Ella’s struggles with finding local testing do not differ from most students submitting a test along with the rest of their applications. The difficulties COVID brought to test accessibility originally encouraged colleges to go test-optional; however, as many colleges found that the application process without the tests provided sufficient information about the applicant, they questioned whether bringing tests back was even worth it.
“As things evolved, and as colleges became more sophisticated in their evaluations of candidates for admissions and more and more colleges started using a holistic evaluation process and not a grade score process so long time ago, colleges would use your test scores and your grades,” Mr. Martinez said. “Then they started changing that and asking for recommendations and activities and personal statements and all sorts of things to evolve into what we see as the typical college application today that you guys are used to.”
Despite the test-free trend, some colleges have returned to requiring standardized test scores, leaving students with no option but to return to testing. Nationwide testing after COVID poses challenges with finding host schools and staff and provides only a narrow snapshot of a student’s actual talents.
So, this begs the question: Why take the test?
Honestly, you shouldn’t.
“There really should be no reason why a student should be going to Las Vegas or leaving the state to take an exam,” Mr. Martinez said. “It just seems ridiculous to me and like a waste of a lot of time and energy. Maybe that time and energy could be spent on doing better in your academic work and finding other interesting things to show off in your profile to colleges.”
The SAT has existed as a tool to measure a student’s skills in reading, analysis, and writing for nearly a century. The test, though, was founded on racial biases to segregate college education.
“When you get into the thick of the racial biases that the exam has for minority students, especially black and Latino kids, that exam is almost designed to never favor minority candidates,” Mr. Martinez said. “It’s a test that was developed 100 years ago to exclude people from admissions, not to include them. I think most people today would be like, ‘well, that’s wrong and we don’t want anything to do with it,’ right?”
The SAT has been historically inaccessible to low-income and minority students. Since 1926, the SAT has housed underlying biases in the questions and ideas that make up the test. Generally, schools serving Black and/or Hispanic students are more penalized by the school rating sites like GreatSchools.org than schools serving predominantly White and/or Asian students due to lower standardized test scores. These ratings contribute to a cycle of oppression against minority schools.
These structures of oppression remain — in various forms — today and continue to put low-income and minority students at a disadvantage during the college admissions process. Even as colleges claim to review a student’s application holistically, high standardized test scores provide a gateway for merit scholarships and other benefits that have been barred from those who cannot effectively prepare for the test.

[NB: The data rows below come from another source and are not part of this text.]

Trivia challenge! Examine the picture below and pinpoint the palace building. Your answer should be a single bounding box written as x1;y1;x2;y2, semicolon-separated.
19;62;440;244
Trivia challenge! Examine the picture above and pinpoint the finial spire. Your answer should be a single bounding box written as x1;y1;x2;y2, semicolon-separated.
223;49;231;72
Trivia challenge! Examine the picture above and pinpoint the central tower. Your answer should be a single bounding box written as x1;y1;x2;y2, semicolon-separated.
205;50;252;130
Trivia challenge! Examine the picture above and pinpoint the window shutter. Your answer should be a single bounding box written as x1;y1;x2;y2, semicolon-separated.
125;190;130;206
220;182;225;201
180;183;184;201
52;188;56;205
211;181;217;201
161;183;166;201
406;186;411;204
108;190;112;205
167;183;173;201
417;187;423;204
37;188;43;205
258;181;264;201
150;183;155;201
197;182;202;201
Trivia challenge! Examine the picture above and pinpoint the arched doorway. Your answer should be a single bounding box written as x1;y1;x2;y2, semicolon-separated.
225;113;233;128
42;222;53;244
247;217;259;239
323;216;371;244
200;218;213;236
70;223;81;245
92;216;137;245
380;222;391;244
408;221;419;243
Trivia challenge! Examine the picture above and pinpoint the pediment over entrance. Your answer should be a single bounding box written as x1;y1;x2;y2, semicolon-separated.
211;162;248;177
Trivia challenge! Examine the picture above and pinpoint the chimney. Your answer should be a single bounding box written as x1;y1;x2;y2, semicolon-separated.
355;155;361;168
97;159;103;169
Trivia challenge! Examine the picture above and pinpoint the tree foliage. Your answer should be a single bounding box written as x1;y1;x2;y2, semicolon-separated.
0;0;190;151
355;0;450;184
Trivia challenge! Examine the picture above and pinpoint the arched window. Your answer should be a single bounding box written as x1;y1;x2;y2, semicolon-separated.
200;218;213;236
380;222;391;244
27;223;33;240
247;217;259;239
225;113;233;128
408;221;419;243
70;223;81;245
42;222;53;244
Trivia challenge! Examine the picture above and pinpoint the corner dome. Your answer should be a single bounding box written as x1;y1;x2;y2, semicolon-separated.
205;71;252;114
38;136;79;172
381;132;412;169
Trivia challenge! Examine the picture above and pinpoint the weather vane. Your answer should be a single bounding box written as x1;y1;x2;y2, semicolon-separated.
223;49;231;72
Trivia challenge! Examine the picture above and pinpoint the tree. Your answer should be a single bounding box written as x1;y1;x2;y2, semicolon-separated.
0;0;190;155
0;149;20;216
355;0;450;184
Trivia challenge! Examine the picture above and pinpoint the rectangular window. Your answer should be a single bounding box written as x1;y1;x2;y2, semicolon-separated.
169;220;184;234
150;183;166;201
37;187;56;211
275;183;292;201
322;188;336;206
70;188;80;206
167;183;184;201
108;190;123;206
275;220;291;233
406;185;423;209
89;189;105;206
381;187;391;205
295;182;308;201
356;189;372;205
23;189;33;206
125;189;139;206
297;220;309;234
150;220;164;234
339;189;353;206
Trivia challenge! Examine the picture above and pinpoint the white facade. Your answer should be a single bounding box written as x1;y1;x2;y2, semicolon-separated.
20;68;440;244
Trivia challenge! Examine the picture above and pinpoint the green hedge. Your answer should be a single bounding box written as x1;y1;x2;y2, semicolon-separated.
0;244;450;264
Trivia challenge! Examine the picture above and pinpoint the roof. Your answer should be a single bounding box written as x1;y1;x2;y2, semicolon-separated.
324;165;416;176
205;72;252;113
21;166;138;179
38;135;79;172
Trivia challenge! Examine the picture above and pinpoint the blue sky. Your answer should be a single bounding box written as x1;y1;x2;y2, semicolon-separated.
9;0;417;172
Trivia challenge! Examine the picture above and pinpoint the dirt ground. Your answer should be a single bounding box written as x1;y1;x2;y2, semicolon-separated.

Although the historical disenfranchisement of low-income and minority students should serve as sufficient reason to drop the test altogether, colleges finally implemented test-optional policies because of COVID. And with many colleges sticking to these policies for now, we may soon see a future where the exam is obsolete.
“[The SAT] is still an exam that doesn’t prove to those of us that work in this industry — this college admissions world — that it is a defining exam that helps predict success in college,” Mr. Martinez said. “I think that a defining thing that helps predict success in college is students’ hard work academically at their high school. That’s what determines whether you’re going to do well academically in college, not a three-hour exam.”